In 2001, researchers in Great Britain, as reported in the May 2002 British Journal of Health Psychology, worked with 248 people to build better exercise habits for two weeks.
● Group 1 was asked to track how often they exercised
● Group 2 was asked to track exercise and read materials on the benefits of exercise
● Group 3 was asked to track their exercise, read up on the benefits of working out, and formulate a plan for when/where to exercise
At the end of the two weeks, 35-38 percent of participants in Groups 1 and 2 exercised at least one time per week. Group 3, however, saw a huge difference where 91 percent of the participants exercised at least once a week!
This effect is known as “implementation intention” because it couples intention with a plan. To make that plan even more effective, it is recommended to habit stack so the new habit is easily ingrained in your life and your many small wins of implementing it begin to add up. Help your employees change their behavior by setting manageable goals and plans to reach those goals. Don’t stop there— offer experiences that celebrate their progress and are relevant to their goals. This can help reinforce changed behavior and positively impact their overall health.
Conclusion
Now back to my grandmother, where this all began. We saw that a doctor simply telling her she needed to change her behavior wasn’t enough. Much more was needed, from social support to the right relatable programming.
While much ahead is unknown, we do know that the future is going to be different to the pre-COVID world we left behind. Whether it’s fully remote or hybrid, there is consensus that where workers are able, they’ll be given more flexibility. With that flexibility comes the greater challenge of how to impact behavior.

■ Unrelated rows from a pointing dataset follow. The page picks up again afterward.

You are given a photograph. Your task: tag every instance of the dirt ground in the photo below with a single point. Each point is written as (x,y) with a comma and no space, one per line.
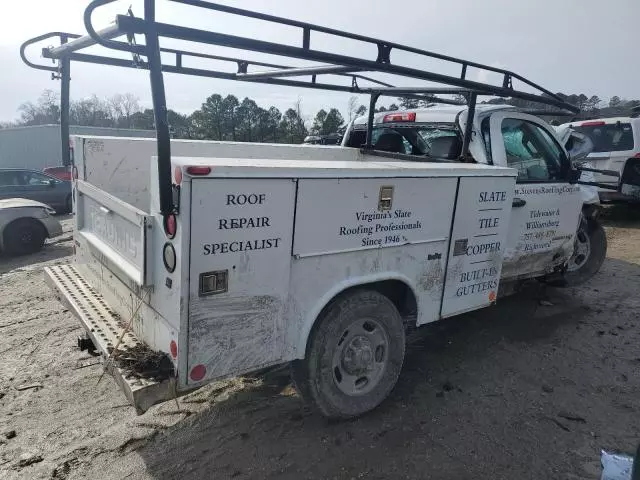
(532,388)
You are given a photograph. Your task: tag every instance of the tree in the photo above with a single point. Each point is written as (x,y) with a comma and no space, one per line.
(325,122)
(209,119)
(248,119)
(292,125)
(318,122)
(44,111)
(144,120)
(181,126)
(122,107)
(229,113)
(333,122)
(273,122)
(592,103)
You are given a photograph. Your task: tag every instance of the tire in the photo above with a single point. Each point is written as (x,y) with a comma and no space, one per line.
(589,252)
(24,236)
(354,355)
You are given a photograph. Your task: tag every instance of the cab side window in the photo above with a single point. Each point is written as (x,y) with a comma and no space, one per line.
(533,152)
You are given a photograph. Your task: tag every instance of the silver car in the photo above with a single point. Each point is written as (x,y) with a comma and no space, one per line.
(25,224)
(38,186)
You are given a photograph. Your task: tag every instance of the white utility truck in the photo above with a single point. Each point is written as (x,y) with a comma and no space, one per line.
(202,260)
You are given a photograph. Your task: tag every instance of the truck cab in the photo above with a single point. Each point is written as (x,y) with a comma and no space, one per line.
(547,208)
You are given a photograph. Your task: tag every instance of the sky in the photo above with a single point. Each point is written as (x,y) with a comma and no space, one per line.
(572,46)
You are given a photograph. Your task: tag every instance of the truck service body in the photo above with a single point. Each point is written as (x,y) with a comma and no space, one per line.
(214,259)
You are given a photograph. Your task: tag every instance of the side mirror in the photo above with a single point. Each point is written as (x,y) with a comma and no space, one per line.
(574,176)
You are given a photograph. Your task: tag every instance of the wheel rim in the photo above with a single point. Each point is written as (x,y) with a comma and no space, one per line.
(26,236)
(360,357)
(581,250)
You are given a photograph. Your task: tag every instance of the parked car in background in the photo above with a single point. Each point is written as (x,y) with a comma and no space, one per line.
(61,172)
(615,141)
(25,224)
(38,186)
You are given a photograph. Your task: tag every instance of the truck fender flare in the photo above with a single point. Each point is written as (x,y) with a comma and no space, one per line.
(310,319)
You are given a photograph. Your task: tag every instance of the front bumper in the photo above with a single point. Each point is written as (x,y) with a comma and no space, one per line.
(105,328)
(54,229)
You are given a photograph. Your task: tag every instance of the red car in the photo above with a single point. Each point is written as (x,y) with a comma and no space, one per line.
(61,173)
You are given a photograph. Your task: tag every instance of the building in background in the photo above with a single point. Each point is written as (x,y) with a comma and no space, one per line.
(38,147)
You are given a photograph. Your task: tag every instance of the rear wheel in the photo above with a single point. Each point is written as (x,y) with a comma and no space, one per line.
(24,236)
(354,355)
(589,252)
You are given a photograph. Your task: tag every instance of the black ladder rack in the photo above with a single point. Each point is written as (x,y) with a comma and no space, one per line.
(121,35)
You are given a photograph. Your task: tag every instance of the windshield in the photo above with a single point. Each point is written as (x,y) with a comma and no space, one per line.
(615,137)
(436,141)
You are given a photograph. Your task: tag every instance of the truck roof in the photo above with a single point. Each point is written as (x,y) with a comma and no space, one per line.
(605,121)
(437,114)
(365,166)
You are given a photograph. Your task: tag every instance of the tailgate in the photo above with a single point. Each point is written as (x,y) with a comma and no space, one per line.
(117,233)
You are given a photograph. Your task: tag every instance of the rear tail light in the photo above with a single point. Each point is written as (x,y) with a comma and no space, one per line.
(399,117)
(169,257)
(194,170)
(170,225)
(177,173)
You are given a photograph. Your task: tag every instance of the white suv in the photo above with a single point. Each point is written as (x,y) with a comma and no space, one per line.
(615,141)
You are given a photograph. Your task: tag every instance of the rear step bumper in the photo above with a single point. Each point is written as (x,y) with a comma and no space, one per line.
(104,328)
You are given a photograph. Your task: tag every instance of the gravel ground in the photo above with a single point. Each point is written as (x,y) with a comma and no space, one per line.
(532,388)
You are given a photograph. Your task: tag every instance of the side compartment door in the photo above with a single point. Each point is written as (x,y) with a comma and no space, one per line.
(241,232)
(477,245)
(546,208)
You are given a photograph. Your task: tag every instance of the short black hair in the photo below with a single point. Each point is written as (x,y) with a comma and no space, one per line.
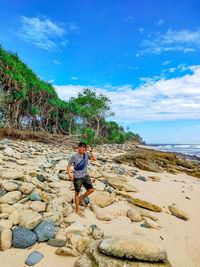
(82,144)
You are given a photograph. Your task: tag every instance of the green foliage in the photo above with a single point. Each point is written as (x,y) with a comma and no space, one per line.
(27,102)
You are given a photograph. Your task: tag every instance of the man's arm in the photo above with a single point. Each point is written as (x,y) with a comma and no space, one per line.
(92,154)
(69,172)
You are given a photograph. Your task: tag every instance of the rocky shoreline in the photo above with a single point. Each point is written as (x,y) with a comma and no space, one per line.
(37,204)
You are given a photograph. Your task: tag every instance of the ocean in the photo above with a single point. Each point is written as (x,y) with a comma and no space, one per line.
(191,150)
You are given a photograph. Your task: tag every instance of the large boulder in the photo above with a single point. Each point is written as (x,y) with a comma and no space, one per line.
(23,238)
(101,199)
(11,175)
(100,213)
(94,258)
(134,247)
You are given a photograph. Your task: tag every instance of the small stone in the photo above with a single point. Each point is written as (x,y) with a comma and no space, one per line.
(9,186)
(6,239)
(67,252)
(56,243)
(86,200)
(41,178)
(142,178)
(45,230)
(34,258)
(29,219)
(35,197)
(23,238)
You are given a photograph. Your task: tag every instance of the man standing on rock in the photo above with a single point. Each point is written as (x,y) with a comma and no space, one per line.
(81,177)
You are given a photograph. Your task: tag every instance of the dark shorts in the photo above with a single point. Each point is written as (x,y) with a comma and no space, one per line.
(85,181)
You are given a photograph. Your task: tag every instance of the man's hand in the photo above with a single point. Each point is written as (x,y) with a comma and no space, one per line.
(88,148)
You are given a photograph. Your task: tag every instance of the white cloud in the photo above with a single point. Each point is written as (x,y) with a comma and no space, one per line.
(129,19)
(141,30)
(56,62)
(176,98)
(161,21)
(184,40)
(74,78)
(166,62)
(42,32)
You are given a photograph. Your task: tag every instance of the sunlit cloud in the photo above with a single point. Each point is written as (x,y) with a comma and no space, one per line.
(154,100)
(184,40)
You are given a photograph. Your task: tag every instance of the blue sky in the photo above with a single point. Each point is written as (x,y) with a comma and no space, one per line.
(144,55)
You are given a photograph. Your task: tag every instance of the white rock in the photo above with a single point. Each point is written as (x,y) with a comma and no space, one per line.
(9,186)
(6,223)
(11,197)
(38,206)
(29,219)
(6,239)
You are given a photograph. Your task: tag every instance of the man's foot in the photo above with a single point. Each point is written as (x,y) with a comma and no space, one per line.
(82,201)
(80,213)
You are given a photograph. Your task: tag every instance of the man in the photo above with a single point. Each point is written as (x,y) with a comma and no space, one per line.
(80,161)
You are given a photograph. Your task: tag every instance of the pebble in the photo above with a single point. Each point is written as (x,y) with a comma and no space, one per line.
(34,258)
(45,230)
(35,197)
(23,238)
(56,243)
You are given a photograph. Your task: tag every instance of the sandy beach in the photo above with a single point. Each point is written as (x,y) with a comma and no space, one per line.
(179,237)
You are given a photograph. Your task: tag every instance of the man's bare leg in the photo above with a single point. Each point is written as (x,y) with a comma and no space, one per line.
(87,193)
(77,202)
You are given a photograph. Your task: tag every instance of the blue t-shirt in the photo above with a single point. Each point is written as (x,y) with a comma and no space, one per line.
(75,159)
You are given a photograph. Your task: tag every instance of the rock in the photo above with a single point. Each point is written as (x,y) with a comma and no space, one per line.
(102,199)
(41,178)
(175,209)
(77,227)
(155,178)
(11,197)
(94,173)
(93,258)
(60,204)
(67,252)
(55,216)
(45,230)
(56,243)
(26,188)
(9,186)
(96,234)
(29,219)
(142,178)
(6,223)
(134,215)
(86,200)
(4,215)
(21,162)
(152,224)
(35,197)
(38,206)
(82,244)
(5,239)
(34,258)
(11,175)
(6,208)
(2,193)
(45,197)
(133,247)
(23,238)
(14,217)
(100,213)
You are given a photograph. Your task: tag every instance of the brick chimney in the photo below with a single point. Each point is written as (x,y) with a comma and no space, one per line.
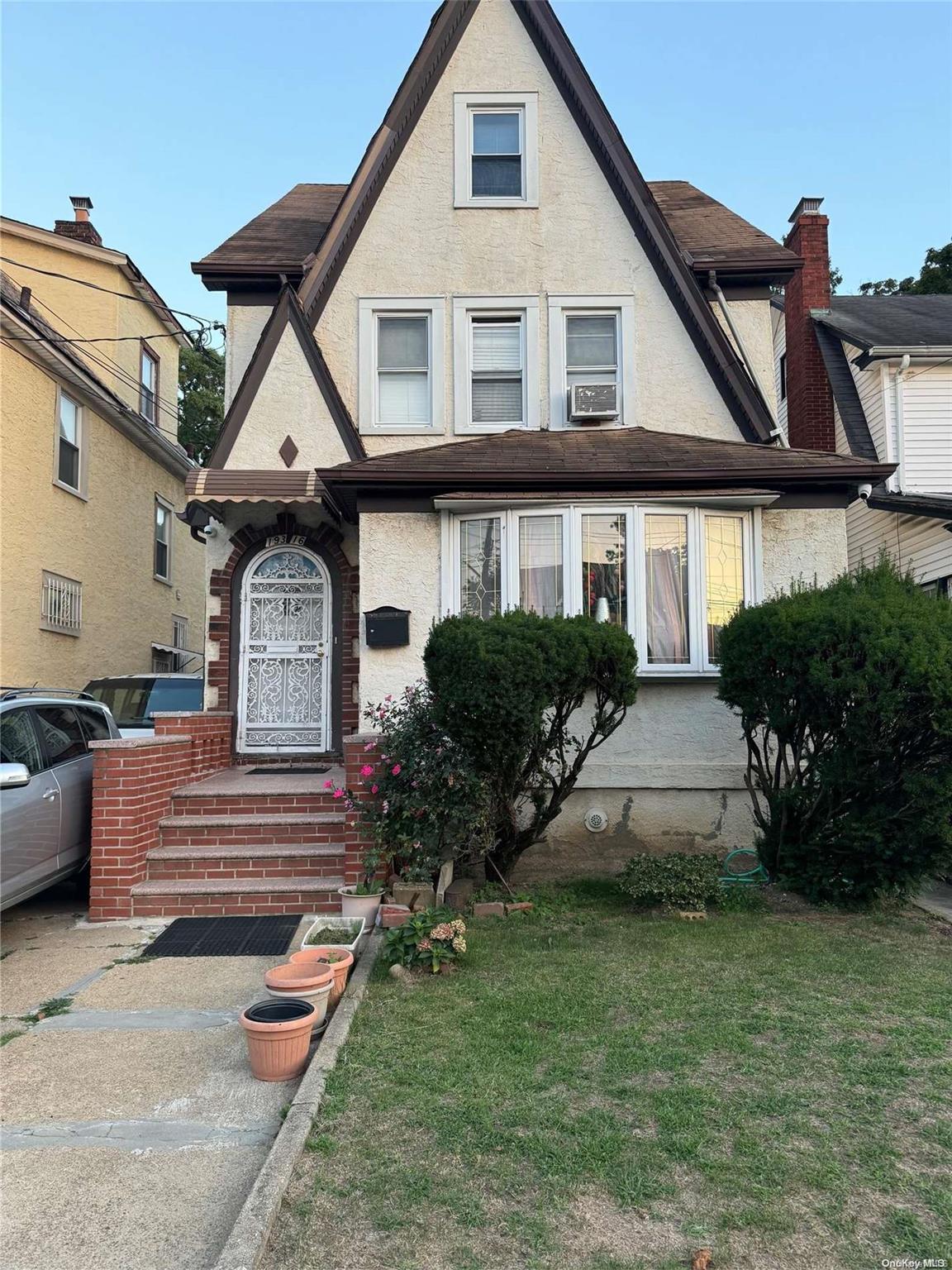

Pre-COVID this was a challenge. 80% of the population doesn’t get the recommended levels of exercise. 40% of adults are obese. 11% of adults reported an anxiety or depressive disorder. Covid only worsened an already bad situation, and increased the social isolation people are challenged with.
Now more than ever it’s critical for companies to do more than offer a simple wellness program: ensure programming is relatable and diverse; include families and communities in the wellness journey; work to shift mindsets; and help your employees grow with habit stacking. It needs to be individualized: The desired experience, and ultimate success, of each employee will vary greatly so provide frameworks that allow them to grow and pursue their best selves with your support.
By investing in your workforce, you can expect to see more engagement, improved motivation, and connected teams that attract talent. Investing in wellness is a rising tide that lifts all boats. So, how will you impact change for your teams?